LGMLMay 24, 2019

Discrete Flows: Invertible Generative Models of Discrete Data

arXiv:1905.10347v1131 citations
Originality Highly original
AI Analysis

This work addresses the challenge of applying generative models to discrete data, which is incremental by extending continuous flow methods to discrete domains.

The paper tackles the problem of modeling discrete distributions with normalizing flows, showing that flows can be extended to discrete events using a simple change-of-variables formula without log-determinant-Jacobian computations. It demonstrates that discrete autoregressive flows outperform baselines on synthetic tasks and Potts models, and bipartite flows achieve competitive performance on character-level language modeling datasets like Penn Tree Bank and text8.

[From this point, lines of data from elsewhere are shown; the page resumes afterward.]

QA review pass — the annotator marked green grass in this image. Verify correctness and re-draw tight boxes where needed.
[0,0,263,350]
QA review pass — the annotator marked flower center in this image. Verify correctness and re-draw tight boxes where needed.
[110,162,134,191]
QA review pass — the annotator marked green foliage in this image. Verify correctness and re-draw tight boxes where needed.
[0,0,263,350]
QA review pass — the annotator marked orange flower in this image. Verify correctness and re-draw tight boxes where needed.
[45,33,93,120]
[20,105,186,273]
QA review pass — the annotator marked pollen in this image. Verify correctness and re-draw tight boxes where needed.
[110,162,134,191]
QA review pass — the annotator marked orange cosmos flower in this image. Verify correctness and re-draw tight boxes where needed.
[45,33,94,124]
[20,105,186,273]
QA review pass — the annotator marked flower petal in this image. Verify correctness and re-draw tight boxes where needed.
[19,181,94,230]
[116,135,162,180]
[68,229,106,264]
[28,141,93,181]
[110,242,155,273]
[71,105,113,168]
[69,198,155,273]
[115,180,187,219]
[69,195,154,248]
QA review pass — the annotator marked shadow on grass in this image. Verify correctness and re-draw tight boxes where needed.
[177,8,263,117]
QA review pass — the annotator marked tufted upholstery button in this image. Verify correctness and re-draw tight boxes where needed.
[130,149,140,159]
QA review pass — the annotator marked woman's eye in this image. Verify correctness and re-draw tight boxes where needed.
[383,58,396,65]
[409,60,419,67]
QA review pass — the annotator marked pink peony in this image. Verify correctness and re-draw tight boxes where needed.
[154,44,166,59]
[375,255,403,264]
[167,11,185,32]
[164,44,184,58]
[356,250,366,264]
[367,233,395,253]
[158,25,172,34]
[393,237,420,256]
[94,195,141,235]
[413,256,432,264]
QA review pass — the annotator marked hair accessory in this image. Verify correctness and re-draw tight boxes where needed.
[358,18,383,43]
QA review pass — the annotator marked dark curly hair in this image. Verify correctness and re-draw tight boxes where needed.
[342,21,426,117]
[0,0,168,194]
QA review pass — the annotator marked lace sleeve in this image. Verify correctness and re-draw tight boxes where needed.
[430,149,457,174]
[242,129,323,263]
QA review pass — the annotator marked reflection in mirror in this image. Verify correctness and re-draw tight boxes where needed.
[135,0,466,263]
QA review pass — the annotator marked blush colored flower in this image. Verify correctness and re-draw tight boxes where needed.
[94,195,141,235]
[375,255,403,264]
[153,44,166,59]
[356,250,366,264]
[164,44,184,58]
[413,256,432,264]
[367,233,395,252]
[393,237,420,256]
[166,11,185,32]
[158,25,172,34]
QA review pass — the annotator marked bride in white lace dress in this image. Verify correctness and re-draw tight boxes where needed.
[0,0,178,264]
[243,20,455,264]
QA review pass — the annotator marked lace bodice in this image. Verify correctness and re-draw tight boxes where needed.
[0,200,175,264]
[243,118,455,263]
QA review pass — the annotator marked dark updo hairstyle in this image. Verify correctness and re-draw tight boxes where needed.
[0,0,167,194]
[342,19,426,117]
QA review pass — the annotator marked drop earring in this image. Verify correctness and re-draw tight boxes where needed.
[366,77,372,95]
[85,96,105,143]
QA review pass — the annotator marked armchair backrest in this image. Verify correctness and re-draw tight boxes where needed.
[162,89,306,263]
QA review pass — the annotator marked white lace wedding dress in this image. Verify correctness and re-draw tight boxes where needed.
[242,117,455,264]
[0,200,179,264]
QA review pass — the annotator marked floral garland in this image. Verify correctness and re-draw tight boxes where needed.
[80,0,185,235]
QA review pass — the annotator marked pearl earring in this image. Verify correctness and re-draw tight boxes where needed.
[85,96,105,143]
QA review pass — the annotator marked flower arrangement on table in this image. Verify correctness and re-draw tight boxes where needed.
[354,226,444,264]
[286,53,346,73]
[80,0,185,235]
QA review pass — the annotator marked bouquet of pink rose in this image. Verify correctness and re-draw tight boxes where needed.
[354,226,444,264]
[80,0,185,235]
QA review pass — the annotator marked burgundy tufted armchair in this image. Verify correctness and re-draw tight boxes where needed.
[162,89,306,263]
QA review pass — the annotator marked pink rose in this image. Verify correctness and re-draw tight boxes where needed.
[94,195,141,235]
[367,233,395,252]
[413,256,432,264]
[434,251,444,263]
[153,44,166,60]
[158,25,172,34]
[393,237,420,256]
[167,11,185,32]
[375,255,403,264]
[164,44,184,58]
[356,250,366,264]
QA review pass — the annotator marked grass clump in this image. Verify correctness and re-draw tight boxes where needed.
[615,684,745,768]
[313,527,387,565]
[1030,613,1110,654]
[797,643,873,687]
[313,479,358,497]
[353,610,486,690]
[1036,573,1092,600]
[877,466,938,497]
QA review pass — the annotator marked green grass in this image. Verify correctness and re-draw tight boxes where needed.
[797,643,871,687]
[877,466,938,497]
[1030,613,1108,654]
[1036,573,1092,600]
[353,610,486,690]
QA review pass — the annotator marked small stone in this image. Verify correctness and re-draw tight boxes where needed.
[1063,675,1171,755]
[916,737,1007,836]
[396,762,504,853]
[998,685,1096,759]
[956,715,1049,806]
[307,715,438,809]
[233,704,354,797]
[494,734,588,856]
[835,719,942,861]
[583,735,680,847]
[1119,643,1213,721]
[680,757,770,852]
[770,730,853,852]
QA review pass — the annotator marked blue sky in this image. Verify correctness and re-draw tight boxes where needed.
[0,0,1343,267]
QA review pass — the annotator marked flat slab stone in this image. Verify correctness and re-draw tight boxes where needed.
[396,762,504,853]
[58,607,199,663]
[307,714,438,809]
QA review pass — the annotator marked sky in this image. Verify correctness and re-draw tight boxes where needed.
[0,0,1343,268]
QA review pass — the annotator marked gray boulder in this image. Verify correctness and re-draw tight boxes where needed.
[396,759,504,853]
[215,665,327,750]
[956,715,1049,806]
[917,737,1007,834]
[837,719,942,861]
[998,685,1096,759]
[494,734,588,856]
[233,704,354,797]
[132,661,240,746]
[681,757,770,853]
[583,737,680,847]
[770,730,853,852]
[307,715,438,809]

While normalizing flows have led to significant advances in modeling high-dimensional continuous distributions, their applicability to discrete distributions remains unknown. In this paper, we show that flows can in fact be extended to discrete events---and under a simple change-of-variables formula not requiring log-determinant-Jacobian computations. Discrete flows have numerous applications. We consider two flow architectures: discrete autoregressive flows that enable bidirectionality, allowing, for example, tokens in text to depend on both left-to-right and right-to-left contexts in an exact language model; and discrete bipartite flows that enable efficient non-autoregressive generation as in RealNVP. Empirically, we find that discrete autoregressive flows outperform autoregressive baselines on synthetic discrete distributions, an addition task, and Potts models; and bipartite flows can obtain competitive performance with autoregressive baselines on character-level language modeling for Penn Tree Bank and text8.